Adolescent brains are particularly malleable and so an early fixation with pornography means that young people develop “sexual templates” that are fixed to 2D pornographic images.
“When you’re with a three dimensional mere mortal, the body doesn’t know how to respond because you’re fixed on very high, constant stimulation – porn video after porn video. They call porn a ‘super normal stimuli’ as it it raises the orgasmic threshold,” adds Hall.
Watching porn in secret: how the fixation can cause depression
But while the pattern develops as a teenager, most young people only realise they have a problem and begin to seek help once they’re at university, by which stage their obsession with porn has started to affect their daily life.
“I was talking to a young lad who said he avoids any relationship with a girl because he’s frightened of how he could relate to them,” Hall says. “He’s worried he couldn’t sexually function and he said he’s become socially-phobic but he’s finding it really difficult to stop – the longest he’s ever managed to not look at pornography was six days.”
These problems are not uncommon, and Hall works with both universities and students to help tackle the issue, but she says young people are embarrassed to talk about their problems and so become increasingly isolated.
In one case, she worked with a young man who repeated his first year at university twice before dropping out. “As far as his family were concerned he was suffering from depression and anxiety, which indeed he was, but that was because of his escalating porn use that he just didn’t have the courage to tell anybody about,” she explains.
Watching too much porn forces young people into secrecy, which can lead to depression, anxiety and difficulty relating to others. It also creates a cycle, where students watch more and more porn to cope with their unhappiness. “Porn starts as a curiosity but becomes a coping strategy,” says Hall.
Impossible to escape
Pornography is now so pervasive and easy to access online that teenagers often stumble across the most graphic images by mistake, and avoiding pornography altogether is increasingly difficult.

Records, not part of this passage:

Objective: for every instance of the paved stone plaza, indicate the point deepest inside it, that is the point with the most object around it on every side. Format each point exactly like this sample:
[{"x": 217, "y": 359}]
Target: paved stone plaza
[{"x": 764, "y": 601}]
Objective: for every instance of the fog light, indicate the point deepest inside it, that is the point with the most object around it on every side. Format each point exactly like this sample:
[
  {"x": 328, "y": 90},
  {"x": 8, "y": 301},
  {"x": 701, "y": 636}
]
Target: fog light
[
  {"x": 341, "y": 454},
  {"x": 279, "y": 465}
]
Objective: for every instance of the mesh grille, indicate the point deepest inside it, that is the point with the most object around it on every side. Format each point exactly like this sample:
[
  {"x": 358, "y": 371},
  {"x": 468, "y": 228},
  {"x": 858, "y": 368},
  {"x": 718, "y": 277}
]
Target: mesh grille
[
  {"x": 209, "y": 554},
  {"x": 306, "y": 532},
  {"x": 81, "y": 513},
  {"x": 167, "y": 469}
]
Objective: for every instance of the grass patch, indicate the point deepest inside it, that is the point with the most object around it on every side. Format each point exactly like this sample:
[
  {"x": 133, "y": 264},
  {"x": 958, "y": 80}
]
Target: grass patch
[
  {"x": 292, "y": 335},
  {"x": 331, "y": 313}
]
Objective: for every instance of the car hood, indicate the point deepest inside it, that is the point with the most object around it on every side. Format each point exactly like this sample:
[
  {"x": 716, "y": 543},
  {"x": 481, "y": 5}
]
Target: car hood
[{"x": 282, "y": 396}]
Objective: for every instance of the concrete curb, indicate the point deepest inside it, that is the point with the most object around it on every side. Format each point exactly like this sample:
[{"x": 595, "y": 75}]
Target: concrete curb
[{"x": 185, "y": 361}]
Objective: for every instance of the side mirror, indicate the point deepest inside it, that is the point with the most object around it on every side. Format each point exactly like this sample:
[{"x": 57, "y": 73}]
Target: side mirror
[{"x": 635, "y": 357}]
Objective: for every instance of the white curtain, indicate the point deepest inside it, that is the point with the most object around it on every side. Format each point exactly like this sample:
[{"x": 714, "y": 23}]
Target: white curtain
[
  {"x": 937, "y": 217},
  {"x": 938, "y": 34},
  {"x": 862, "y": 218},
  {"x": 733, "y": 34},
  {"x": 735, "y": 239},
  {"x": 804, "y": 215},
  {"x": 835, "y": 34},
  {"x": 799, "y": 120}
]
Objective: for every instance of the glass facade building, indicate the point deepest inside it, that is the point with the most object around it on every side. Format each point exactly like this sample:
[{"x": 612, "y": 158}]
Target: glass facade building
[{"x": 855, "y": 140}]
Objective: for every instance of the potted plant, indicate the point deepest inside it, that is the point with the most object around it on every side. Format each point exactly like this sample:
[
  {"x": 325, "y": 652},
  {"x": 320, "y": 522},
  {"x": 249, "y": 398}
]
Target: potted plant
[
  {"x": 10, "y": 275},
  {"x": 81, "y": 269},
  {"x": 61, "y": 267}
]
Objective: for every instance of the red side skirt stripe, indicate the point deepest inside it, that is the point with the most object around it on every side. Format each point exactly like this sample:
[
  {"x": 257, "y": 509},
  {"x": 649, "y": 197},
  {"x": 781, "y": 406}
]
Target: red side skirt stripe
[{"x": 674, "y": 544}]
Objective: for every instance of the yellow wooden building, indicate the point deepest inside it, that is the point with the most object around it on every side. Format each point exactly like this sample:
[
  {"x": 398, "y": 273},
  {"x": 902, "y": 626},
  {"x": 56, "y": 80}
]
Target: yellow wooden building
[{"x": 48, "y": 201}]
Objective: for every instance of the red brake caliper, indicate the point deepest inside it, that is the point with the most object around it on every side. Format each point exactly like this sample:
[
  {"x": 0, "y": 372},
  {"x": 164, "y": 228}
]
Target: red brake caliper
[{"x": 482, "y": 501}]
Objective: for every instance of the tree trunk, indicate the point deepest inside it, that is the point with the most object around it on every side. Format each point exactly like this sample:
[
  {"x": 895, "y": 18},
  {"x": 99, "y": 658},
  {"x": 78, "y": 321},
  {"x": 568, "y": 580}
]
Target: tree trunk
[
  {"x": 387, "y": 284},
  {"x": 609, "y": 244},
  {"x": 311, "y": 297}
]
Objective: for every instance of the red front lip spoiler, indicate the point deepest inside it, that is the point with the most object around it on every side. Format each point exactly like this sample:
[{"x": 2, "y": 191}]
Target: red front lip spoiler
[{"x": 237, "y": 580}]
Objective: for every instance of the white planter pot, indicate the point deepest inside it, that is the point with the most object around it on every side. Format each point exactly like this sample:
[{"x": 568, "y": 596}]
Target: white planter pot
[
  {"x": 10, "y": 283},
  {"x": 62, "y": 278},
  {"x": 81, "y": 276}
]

The latest study of teenagers found that eight out of 10 18-year-olds think that pornography is too easy to access, including by accident, and six in 10 say its pervasiveness made growing up more difficult.
Emma Citron, a consultant clinical psychologist, says that even those who don’t intend to seek out pornography can end up watching the images alone in secret.
“I’ve seen children in my clinic as young as nine who have accidentally fallen across graphic pornographic videos and have not told their parents. It’s pushed their mood down and caused them to become quite depressed,” she adds.
Children and young teenagers are often emotionally confused by the sexual videos they find online, and can struggle to cope with the emotions that come with sexual feeling. “They treat it like candy, seeking a quick thrill, but it can be detrimental to their relationships,” says Citron.
And although many young people want to develop a sexual relationship slowly and safely, the prevalence of porn means that many feel pressured to have sex early – and this can change the nature of sex.
Citron says that graphic pornographic images often present derogatory views of women, and can cause sexual relationships where women are subservient.
“Online porn includes videos that are quite shocking and you may not even realise at the time but will infiltrate your psyche. You may get flashbacks to it, and it may over-sexualise you through very graphic and inappropriate sexual images that you may not have even intended to fall across,” she says.
Young minds, it seems, are being exposed to graphic and violent sexual images more and more – and this, for many, forms the basis of their sex education. Without limits on how much they watch, this deluge of porn could shape teenagers’ attitudes to sex for the rest of their lives.